Wild browns in Croatia
Had a chance to enjoy a couple of spectacular days fishing for native brown trout in Croatia. This country was recently in a war, and I was pleased to find that despite (or perhaps because of) perceived security issues, there is great fishing to be had.
I spent a day at the Krka river national park ('Krka' on any search engine) where only guided barbles C&R fly fishing is allowed. It was immediately clear that a 'fish on every cast' is feasible, as 'original' i.e. pre-man trout density is maintained so people can get an idea of what incredible numbers of fish a stream can maintain. Due to a total lack of fishing pressure, they are not very educated, and 6" - 14" brown and 'marble' trout are indeed very easy to catch. After less than an hour, we moved off to try for larger ones, and managed a ~6lb and 8.5 lb, totally native, wild browns in an afternoon's fishing. A great day, and well recommended to anyone. Only drawback is perhaps too many uneducated small fish, making it seem a bit too easy. We fished from a driftboat, me with a 6 wt and the guide with an ancient bamboo outfit. Regular nymphs and streamers did the trick. There were no hatches in evidence.
The river is beautiful limestone, with a perhaps 1500 cfm flow. To fish, check in at any entrance and ask for park rangers. The ticket people are clueless. Do not even think of casting until clearing the formalities, or you'll find yourself in a nightmare. They are serious about protecting this fishery!
I fished a second day on the Cetina river, with guide arranged by Sv.
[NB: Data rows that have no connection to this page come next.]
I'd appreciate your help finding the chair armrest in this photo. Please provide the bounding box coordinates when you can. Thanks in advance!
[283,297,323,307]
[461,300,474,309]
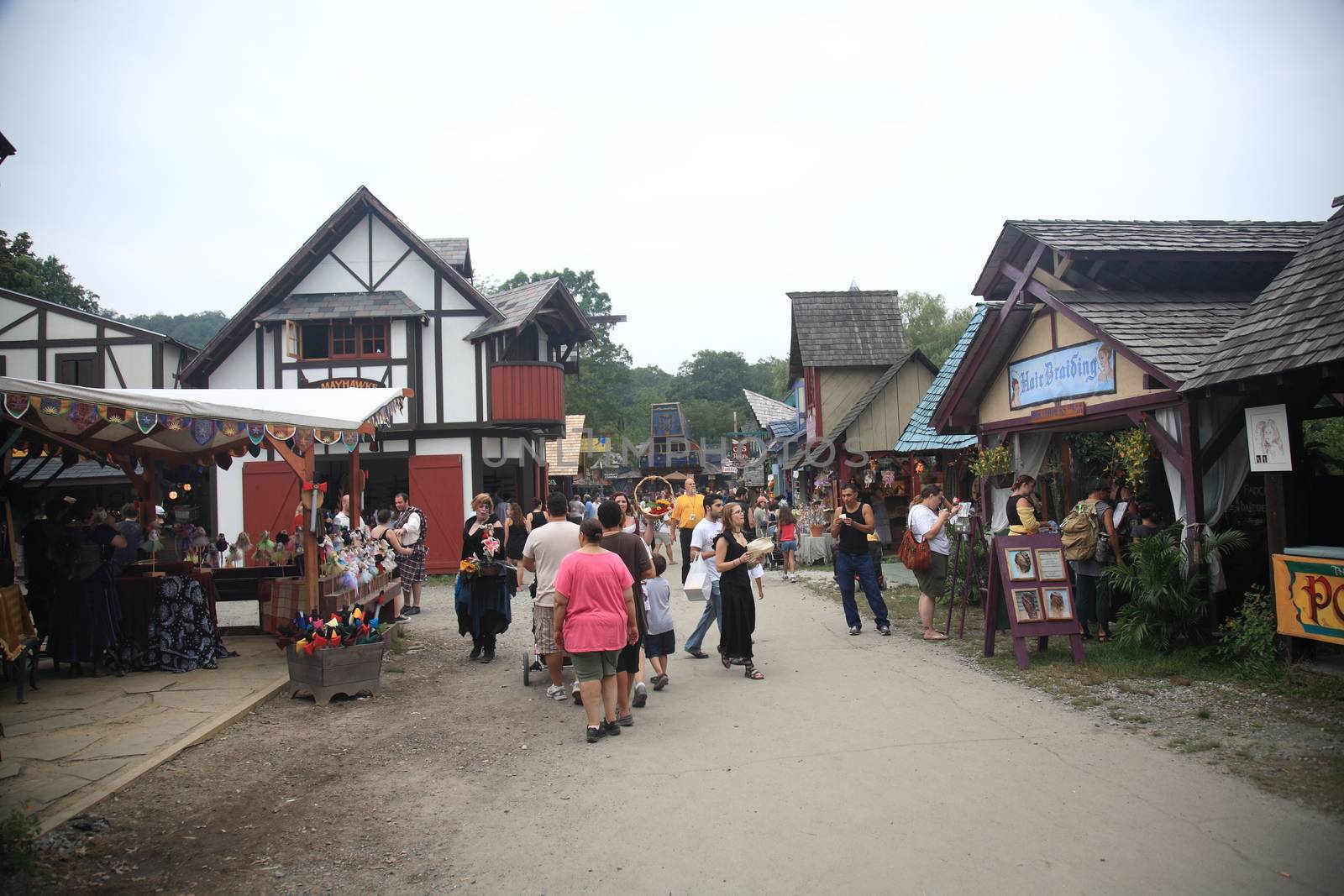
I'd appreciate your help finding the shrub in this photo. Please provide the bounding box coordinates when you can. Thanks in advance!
[1216,585,1282,679]
[1106,522,1246,652]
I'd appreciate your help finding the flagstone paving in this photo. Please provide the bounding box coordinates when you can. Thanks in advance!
[0,637,289,827]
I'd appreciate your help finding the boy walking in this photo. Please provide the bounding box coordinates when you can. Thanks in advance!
[643,555,676,690]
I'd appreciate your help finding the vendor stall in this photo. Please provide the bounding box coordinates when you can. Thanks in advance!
[0,378,410,668]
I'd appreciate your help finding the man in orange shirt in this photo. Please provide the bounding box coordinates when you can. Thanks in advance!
[672,479,704,584]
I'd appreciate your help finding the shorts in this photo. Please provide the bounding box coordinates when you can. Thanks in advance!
[643,629,676,658]
[616,638,643,676]
[533,603,560,652]
[916,551,948,600]
[570,650,621,681]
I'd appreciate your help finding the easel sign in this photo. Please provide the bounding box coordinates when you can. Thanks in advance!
[984,533,1084,669]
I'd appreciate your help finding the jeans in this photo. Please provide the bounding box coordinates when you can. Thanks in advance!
[685,579,723,652]
[836,551,891,629]
[1074,574,1110,634]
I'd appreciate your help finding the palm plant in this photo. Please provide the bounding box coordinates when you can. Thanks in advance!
[1106,524,1247,652]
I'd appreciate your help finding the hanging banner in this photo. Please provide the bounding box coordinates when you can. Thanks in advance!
[1008,338,1116,411]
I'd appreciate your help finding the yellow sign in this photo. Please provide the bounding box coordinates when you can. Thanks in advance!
[1274,553,1344,643]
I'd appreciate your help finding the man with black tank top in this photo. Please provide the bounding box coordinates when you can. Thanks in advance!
[831,485,891,636]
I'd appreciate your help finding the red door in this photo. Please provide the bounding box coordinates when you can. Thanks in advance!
[244,461,298,563]
[407,454,466,575]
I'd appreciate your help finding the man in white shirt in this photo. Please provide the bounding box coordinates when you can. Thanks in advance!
[685,495,723,659]
[522,491,580,700]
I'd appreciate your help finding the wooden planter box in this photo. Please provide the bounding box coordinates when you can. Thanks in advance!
[285,642,387,704]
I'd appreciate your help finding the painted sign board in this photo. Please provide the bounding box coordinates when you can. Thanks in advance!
[1246,405,1293,473]
[1008,338,1116,411]
[1274,553,1344,643]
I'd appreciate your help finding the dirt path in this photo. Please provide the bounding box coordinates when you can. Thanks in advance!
[12,577,1344,893]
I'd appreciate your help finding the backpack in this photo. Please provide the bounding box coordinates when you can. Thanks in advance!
[1059,501,1110,562]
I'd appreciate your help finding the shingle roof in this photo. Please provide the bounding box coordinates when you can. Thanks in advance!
[1184,208,1344,388]
[894,305,985,453]
[466,277,560,338]
[742,390,798,428]
[257,289,425,321]
[1051,291,1255,381]
[789,291,910,368]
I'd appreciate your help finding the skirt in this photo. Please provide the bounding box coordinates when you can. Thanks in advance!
[719,575,755,659]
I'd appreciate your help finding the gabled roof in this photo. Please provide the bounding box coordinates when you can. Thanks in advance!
[1183,211,1344,390]
[257,289,425,321]
[895,305,986,454]
[1050,289,1255,381]
[742,390,798,430]
[788,289,910,376]
[972,220,1320,296]
[822,351,932,443]
[466,277,594,340]
[181,186,500,380]
[0,286,199,352]
[425,237,472,277]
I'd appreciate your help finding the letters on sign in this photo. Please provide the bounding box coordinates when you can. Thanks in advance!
[1008,340,1116,411]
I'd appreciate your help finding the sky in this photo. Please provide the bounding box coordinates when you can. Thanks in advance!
[0,0,1344,371]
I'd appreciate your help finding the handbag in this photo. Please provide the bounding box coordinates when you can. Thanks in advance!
[681,558,714,600]
[896,529,932,572]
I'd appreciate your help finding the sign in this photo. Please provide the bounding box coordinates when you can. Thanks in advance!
[1031,401,1087,423]
[1246,405,1293,473]
[1274,553,1344,643]
[1008,338,1116,411]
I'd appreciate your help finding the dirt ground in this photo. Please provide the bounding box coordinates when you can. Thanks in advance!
[10,569,1344,894]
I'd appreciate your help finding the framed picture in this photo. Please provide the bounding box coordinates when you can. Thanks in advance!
[1004,548,1039,582]
[1040,585,1074,622]
[1012,588,1058,623]
[1037,548,1068,582]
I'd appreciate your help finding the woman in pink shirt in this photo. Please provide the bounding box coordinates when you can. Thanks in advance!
[554,518,640,744]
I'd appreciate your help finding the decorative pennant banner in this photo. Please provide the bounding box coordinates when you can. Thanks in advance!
[38,398,70,417]
[70,401,98,430]
[98,405,136,426]
[4,392,32,419]
[191,417,215,446]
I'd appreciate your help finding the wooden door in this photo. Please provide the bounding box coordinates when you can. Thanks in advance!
[407,454,466,575]
[244,461,298,564]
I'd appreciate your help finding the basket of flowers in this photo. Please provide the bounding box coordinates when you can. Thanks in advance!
[634,475,674,520]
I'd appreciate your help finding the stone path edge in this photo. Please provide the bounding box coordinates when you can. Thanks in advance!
[38,668,289,837]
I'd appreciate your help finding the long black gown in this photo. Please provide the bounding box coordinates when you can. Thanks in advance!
[714,532,755,659]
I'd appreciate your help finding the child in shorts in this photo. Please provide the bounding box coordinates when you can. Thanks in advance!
[643,553,676,690]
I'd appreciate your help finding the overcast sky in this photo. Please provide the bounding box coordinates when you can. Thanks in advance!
[0,0,1344,371]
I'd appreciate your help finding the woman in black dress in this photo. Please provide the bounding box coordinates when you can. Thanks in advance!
[454,493,513,663]
[714,504,764,681]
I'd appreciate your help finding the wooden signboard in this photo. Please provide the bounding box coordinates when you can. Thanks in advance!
[984,533,1084,669]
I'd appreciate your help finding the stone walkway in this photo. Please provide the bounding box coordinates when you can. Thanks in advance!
[0,637,289,831]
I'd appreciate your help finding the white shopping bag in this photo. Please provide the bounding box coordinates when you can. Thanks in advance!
[681,560,712,600]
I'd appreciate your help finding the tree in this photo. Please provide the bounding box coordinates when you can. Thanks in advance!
[0,230,101,314]
[900,291,974,367]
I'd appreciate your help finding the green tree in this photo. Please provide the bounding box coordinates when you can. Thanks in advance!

Mihovil hotel in Trilj. http://www.dalmacija.net/trilj/h_svmihovil.htm This is an artificial lure only river but ewith a 3 fish/day limit, so fishing is a bit tougher. there are several C&R sections. The scenery was absolutely beautiful, and I did get 3 wild browns 10" - 14'. It's a classic karst limestone river with a ~2500 cfm flow, which is close to its natural maximum due to recent rains and snow runoff.
In summary, a spectacular experience where one would not expect to find one. I was glad to see that despite some hand-grenade and gillnet fishing during the recent war, they were smart enough to protect what is sure to become a major 'discovered' fishery. BTW, I heard from the guides that Plitvice national park, a bit further north, offers equally spectacular C&R trout fishing, but didn't have a chance to check it out. (Also, guided big-game hunting for brown bear, chamoix, bighorn sheep and wild boar is available and I understand, worthwhile.)
Josko! Awesome report, and as usual you spared nothing to bring us the 'exotic'. I have heard of the marble trout before, are they akin to the tiger trout hybrid occuring naturally perhaps? It's fascinating to hear of 8.5 pound wild browns in an unadulterated river, in a country not known for it's fishery. I'm sure that was a trip you won't soon forget.